It’s not the first time that Trump personal attorney Michael Cohen tried to get a court to put the brakes on the opposition. Back in June, he tried to get a federal judge in New York to restrain federal agents from reviewing documents seized during a raid. The judge, Kimba Wood, rejected Cohen’s June bid, and now her California counterpart, S. James Otero, has rejected Cohen’s July follow-on effort to muzzle Stormy Daniels’s lawyer, Michael Avenatti.
Cohen claimed that Avenatti’s public statements—he had provided cites to more than 170 television appearances and 439 public tweets at the time of Judge Otero’s writing—are detrimental to his case. As Otero reviewed:
Mr. Avenatti's comments include statements that Mr. Cohen "has a history of thuggish behavior" and "is going to be indicted within the next three months" for "bank fraud, wire fraud, campaign finance violations" or "a whole host of potential criminal conduct," as well as speculation about the outcome of various aspects of the case, including that "Judge Otero here in Los Angeles" will order Trump to appear for a deposition because he "is one of the best."
No one disputes that Avenatti’s been on, as Judge Wood put it, a “publicity tour.” But the standard for a court to take the extraordinary measure of telling a lawyer to quiet down just isn’t merited here, Otero notes. The legal standard for imposing a gag order on an attorney during a lawsuit was created in 1985 by the Ninth Circuit, which hears appeals from Alaska, Arizona, California, Hawaii, Idaho, Montana, Nevada, Oregon, and Washington (plus Guam). Because it’s a limit on speech—our Constitution’s not big on government-imposed speech bans—any such order has to pass strict scrutiny, meaning it’s presumed invalid until proven otherwise.
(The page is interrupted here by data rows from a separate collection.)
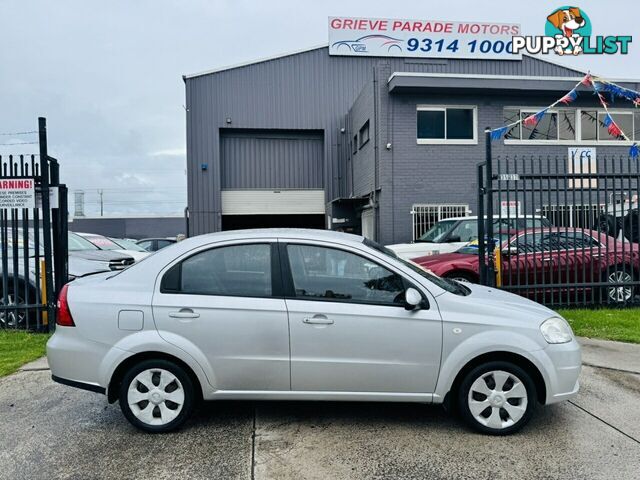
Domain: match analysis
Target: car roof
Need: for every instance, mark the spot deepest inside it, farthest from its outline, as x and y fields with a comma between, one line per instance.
x=292, y=233
x=155, y=238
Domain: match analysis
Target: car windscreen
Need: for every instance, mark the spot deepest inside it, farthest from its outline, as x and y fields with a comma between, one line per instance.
x=450, y=286
x=437, y=232
x=77, y=243
x=472, y=247
x=128, y=245
x=103, y=243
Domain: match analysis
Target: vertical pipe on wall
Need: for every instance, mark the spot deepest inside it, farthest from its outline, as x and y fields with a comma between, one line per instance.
x=489, y=208
x=376, y=153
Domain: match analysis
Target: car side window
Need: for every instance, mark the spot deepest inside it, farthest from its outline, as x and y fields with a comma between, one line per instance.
x=531, y=243
x=322, y=273
x=163, y=243
x=238, y=270
x=147, y=245
x=465, y=231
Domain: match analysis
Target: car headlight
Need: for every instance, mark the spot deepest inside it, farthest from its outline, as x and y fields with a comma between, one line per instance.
x=556, y=330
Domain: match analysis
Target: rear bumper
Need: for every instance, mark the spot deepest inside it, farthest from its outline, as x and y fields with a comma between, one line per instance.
x=74, y=360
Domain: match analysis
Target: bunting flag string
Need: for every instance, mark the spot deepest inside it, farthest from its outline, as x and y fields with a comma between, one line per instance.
x=600, y=86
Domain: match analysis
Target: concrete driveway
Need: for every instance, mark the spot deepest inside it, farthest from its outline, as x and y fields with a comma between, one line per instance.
x=51, y=431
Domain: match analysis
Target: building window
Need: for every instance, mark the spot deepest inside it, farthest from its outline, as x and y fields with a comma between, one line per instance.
x=425, y=216
x=455, y=125
x=364, y=134
x=569, y=126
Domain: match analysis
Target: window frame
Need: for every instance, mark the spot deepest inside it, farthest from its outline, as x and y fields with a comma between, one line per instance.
x=276, y=275
x=364, y=128
x=578, y=126
x=289, y=288
x=443, y=108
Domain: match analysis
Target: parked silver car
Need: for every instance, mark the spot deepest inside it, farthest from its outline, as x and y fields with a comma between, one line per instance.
x=306, y=315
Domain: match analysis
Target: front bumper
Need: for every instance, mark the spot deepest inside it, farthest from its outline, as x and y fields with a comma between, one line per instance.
x=562, y=365
x=74, y=360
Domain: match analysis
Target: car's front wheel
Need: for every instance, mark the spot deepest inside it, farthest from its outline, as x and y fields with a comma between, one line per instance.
x=497, y=398
x=156, y=396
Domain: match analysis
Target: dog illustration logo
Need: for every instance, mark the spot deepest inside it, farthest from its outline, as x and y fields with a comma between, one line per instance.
x=568, y=22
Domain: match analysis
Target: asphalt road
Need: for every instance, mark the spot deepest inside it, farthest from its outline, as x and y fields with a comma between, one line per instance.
x=51, y=431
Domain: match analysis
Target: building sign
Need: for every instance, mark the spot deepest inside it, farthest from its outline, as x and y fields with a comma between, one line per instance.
x=386, y=37
x=582, y=160
x=53, y=198
x=17, y=193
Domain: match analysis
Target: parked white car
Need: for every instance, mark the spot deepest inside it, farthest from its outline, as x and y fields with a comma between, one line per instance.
x=452, y=234
x=306, y=315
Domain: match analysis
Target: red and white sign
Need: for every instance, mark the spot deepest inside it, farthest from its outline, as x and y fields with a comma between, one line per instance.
x=17, y=193
x=390, y=37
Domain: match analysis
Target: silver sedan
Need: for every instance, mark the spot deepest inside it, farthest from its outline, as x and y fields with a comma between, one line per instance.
x=306, y=315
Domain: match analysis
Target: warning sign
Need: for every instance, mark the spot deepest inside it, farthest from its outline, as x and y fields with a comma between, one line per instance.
x=18, y=193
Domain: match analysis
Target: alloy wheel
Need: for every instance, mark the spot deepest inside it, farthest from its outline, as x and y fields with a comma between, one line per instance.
x=497, y=399
x=621, y=293
x=10, y=317
x=156, y=396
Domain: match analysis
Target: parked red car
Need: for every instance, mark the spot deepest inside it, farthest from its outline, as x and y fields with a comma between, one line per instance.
x=553, y=265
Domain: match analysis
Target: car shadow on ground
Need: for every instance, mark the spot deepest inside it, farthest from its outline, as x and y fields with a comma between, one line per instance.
x=315, y=414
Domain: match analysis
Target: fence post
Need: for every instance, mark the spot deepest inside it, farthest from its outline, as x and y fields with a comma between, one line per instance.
x=490, y=272
x=62, y=275
x=481, y=246
x=46, y=219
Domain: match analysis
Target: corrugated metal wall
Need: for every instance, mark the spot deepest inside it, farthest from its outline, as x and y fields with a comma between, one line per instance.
x=260, y=159
x=309, y=90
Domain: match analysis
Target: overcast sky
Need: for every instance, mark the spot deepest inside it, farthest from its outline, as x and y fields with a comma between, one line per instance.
x=107, y=75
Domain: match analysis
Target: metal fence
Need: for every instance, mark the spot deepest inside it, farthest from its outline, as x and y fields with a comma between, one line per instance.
x=33, y=243
x=587, y=253
x=424, y=216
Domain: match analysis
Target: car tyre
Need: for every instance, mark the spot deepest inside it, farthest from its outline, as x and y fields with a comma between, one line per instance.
x=609, y=225
x=157, y=396
x=497, y=398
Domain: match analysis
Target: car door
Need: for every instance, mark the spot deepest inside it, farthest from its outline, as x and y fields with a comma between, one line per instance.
x=349, y=330
x=224, y=301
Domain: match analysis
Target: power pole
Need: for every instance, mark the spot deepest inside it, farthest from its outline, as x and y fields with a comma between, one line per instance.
x=101, y=192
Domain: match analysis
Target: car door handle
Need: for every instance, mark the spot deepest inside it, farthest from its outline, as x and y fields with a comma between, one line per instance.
x=317, y=320
x=184, y=313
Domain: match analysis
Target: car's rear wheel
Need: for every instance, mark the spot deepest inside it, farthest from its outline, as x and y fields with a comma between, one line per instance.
x=623, y=291
x=497, y=398
x=12, y=315
x=157, y=396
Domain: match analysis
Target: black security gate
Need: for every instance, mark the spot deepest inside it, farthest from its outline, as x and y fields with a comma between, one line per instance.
x=33, y=238
x=565, y=230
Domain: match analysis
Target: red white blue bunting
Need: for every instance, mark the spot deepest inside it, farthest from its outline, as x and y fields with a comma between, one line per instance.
x=600, y=88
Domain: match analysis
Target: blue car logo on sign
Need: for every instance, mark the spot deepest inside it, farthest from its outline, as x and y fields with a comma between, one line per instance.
x=374, y=42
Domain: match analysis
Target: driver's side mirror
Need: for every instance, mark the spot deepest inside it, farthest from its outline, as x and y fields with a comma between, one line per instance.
x=412, y=298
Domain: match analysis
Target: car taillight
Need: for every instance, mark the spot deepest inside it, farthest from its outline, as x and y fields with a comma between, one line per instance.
x=63, y=314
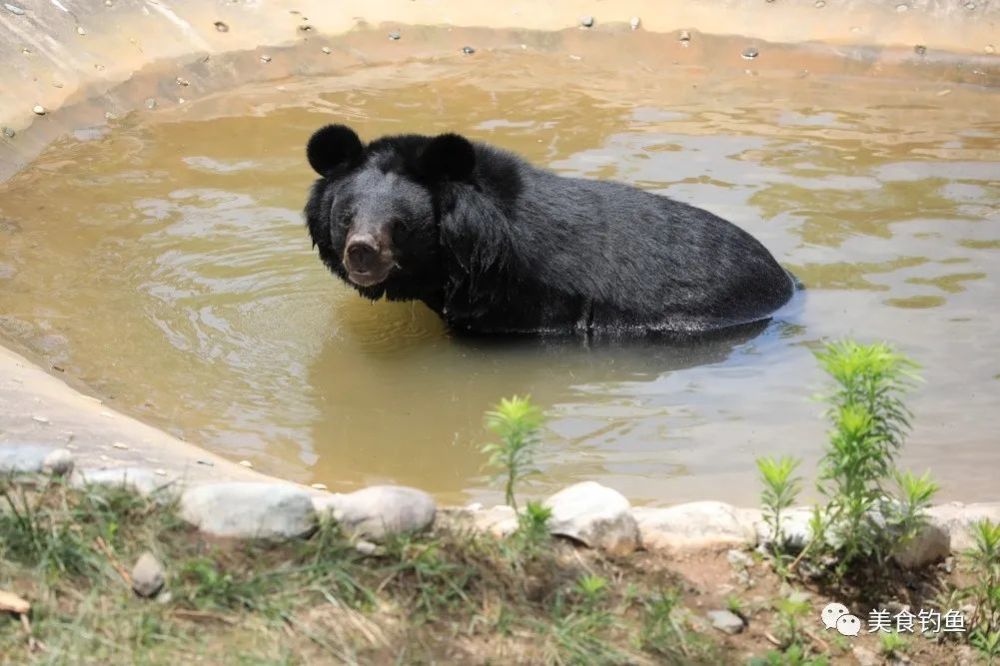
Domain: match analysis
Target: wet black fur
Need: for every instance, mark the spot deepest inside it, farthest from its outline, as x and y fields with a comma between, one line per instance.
x=496, y=245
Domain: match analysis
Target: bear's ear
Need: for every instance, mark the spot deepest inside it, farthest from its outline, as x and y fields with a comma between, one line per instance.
x=448, y=156
x=334, y=148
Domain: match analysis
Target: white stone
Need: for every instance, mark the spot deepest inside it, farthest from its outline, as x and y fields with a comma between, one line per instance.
x=249, y=510
x=58, y=462
x=378, y=511
x=932, y=544
x=34, y=459
x=148, y=576
x=595, y=515
x=140, y=480
x=696, y=525
x=794, y=528
x=726, y=621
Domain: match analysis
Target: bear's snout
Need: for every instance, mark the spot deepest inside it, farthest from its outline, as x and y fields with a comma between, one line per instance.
x=366, y=260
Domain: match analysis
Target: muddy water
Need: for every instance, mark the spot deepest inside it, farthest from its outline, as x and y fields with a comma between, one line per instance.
x=165, y=264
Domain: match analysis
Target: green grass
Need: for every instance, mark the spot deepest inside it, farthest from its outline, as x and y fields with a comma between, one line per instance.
x=316, y=600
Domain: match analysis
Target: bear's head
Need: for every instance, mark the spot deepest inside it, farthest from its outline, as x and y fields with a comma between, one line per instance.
x=374, y=213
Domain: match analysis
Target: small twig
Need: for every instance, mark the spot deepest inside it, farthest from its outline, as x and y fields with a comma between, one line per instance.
x=104, y=548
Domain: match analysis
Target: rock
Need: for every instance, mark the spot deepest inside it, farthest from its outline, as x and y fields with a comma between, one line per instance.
x=249, y=510
x=58, y=463
x=794, y=527
x=726, y=621
x=34, y=459
x=139, y=480
x=378, y=511
x=957, y=519
x=594, y=515
x=696, y=525
x=931, y=544
x=148, y=576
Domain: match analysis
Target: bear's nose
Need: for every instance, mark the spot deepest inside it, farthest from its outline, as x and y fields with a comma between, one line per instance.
x=362, y=254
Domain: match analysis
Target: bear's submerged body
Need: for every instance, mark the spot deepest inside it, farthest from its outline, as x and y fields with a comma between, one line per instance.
x=496, y=245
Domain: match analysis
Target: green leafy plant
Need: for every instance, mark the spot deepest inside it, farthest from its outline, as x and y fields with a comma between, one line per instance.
x=916, y=494
x=788, y=623
x=983, y=560
x=532, y=528
x=793, y=655
x=781, y=489
x=592, y=589
x=864, y=521
x=516, y=421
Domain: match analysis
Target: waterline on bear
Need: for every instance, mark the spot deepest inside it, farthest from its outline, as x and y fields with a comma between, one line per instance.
x=495, y=245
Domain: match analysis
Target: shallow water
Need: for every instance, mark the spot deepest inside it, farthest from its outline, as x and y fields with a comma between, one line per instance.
x=165, y=263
The criteria for gagging a lawyer—Avenatti or any other lawyer involved in an active suit—are that the gag prevent an attorney from creating a “clear and present danger or a serious an imminent threat to a protected competing interest”; the gag order is “narrowly drawn”; and there aren’t “less restrictive alternatives” to the gag. Otero finds Cohen’s argument for gagging Avenatti lacking on all three prongs.
In a fine bit of legal snark, Otero notes that “[d]efendant spends the majority of the Application describing in detail the extensive publicity sought by Mr. Avenatti” but never makes a case for how it could affect the fairness of the trial.
Otero notes that this iteration of a Cohen legal battle hinges on the validity of an arbitration clause within a document that Cohen’s not technically party to—the non-disclosure agreement signed by Stormy Daniels and Cohen’s LLC, Essential Consultants, in which she agrees not to discuss her alleged affair with Donald Trump.
Not only is Otero’s California proceeding not the kind of big league criminal prosecution Judge Wood is overseeing—with substantially higher stakes—here Avenatti could even do Cohen a favor with his outspokenness, Otero points out, if they boost his efforts to free Daniels from the NDA. If Daniels is freed, Essential Consultants could be recouping that $130,000 payment it had directed to Daniels in exchange for her silence.
The gag order wouldn’t be narrowly drawn or the least restrictive of the options to get Avenatti in line—much less facially acceptable as a means of ensuring fairness, as Cohen’s asking for the court to target Avenatti and Avenatti only.
Without going into everything that’s overly broad and overly restrictive about Cohen’s request, the answer isn’t a restraining order: If Cohen wants to go after Avenatti, he’s going to have to do so via professional ethics guidelines. And Avenatti is, if only a little, wary of being swatted for professional ethics violations—after all, that’s the threat Wood wielded so effectively against Avenatti when he inquired about formally participating in the New York criminal case against Cohen.